Evidence for a complex regulatory array in the first intron of the human adenosine deaminase gene.

作者信息

Aronow B, Lattier D, Silbiger R, Dusing M, Hutton J, Jones G, Stock J, McNeish J, Potter S, Witte D

机构信息

Division of Basic Science Research, Children's Hospital Medical Center, Cincinnati, Ohio.

出版信息

Genes Dev. 1989 Sep;3(9):1384-400. doi: 10.1101/gad.3.9.1384.

DOI:10.1101/gad.3.9.1384
PMID:2606352
Abstract

Adenosine deaminase (ADA) is expressed ubiquitously by diverse mammalian cells and tissues but at levels that vary according to tissue and species. In humans, the thymus exhibits levels of the enzyme up to 100-fold higher than most other tissues. Using transgenic mice, we identified human ADA gene regulatory domains. Up to 3.7 kb of 5'-flanking and first exon DNA from the human ADA gene failed to promote the expression of a chloramphenicol acetyl transferase (CAT) reporter gene in an efficient, reproducible, or tissue-appropriate manner in transgenic mice. However, when 12.8 kb of DNA from the first intron of the human ADA gene was placed 3' of CAT-coding and -processing sequences, transgenic mice reproducibly expressed CAT activity in most tissues, with profoundly high levels in the thymus.
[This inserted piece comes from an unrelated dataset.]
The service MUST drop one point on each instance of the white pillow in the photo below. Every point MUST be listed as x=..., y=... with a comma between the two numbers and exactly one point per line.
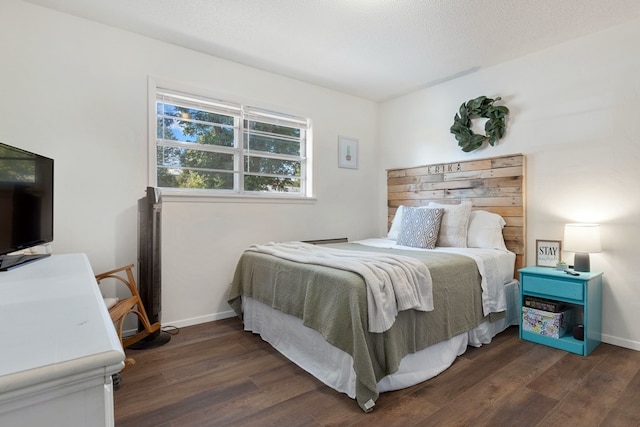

DNase I hypersensitivity studies demonstrated that among transgenic mouse tissues, human thymus, and a variety of human cell lines, a region of the intron 4-10 kb downstream of the first exon exhibited an array of hypersensitive sites that varied according to tissue and cell type. Deletion of this region from the gene construction eliminated high-level expression in transgenic mice. In transfection-transient expression assays, the 12.8-kb intron fragment exhibited enhancer activity in several cell types. A 1.3-kb fragment encompassing two of the hypersensitive sites exhibited some of these activities. The results of these studies suggest that the diverse pattern of human ADA gene expression is determined, in part, by a cluster of cis-regulatory elements contained within its large first intron.

摘要

腺苷脱氨酶(ADA)在多种哺乳动物细胞和组织中普遍表达,但其表达水平因组织和物种而异。在人类中,胸腺中该酶的水平比大多数其他组织高100倍。利用转基因小鼠,我们鉴定出了人类ADA基因的调控区域。来自人类ADA基因的长达3.7 kb的5'侧翼和第一个外显子DNA未能在转基因小鼠中以高效、可重复或组织特异性的方式促进氯霉素乙酰转移酶(CAT)报告基因的表达。然而,当将来自人类ADA基因第一个内含子的12.8 kb DNA置于CAT编码和加工序列的3'端时,转基因小鼠在大多数组织中可重复表达CAT活性,在胸腺中的表达水平极高。DNase I超敏性研究表明,在转基因小鼠组织、人类胸腺和多种人类细胞系中,第一个外显子下游4 - 10 kb的内含子区域表现出一系列根据组织和细胞类型而变化的超敏位点。从基因构建中删除该区域消除了转基因小鼠中的高水平表达。在转染-瞬时表达试验中,12.8 kb的内含子片段在几种细胞类型中表现出增强子活性。一个包含两个超敏位点的1.3 kb片段表现出其中一些活性。这些研究结果表明,人类ADA基因表达的多样化模式部分由其大的第一个内含子中包含的一组顺式调控元件决定。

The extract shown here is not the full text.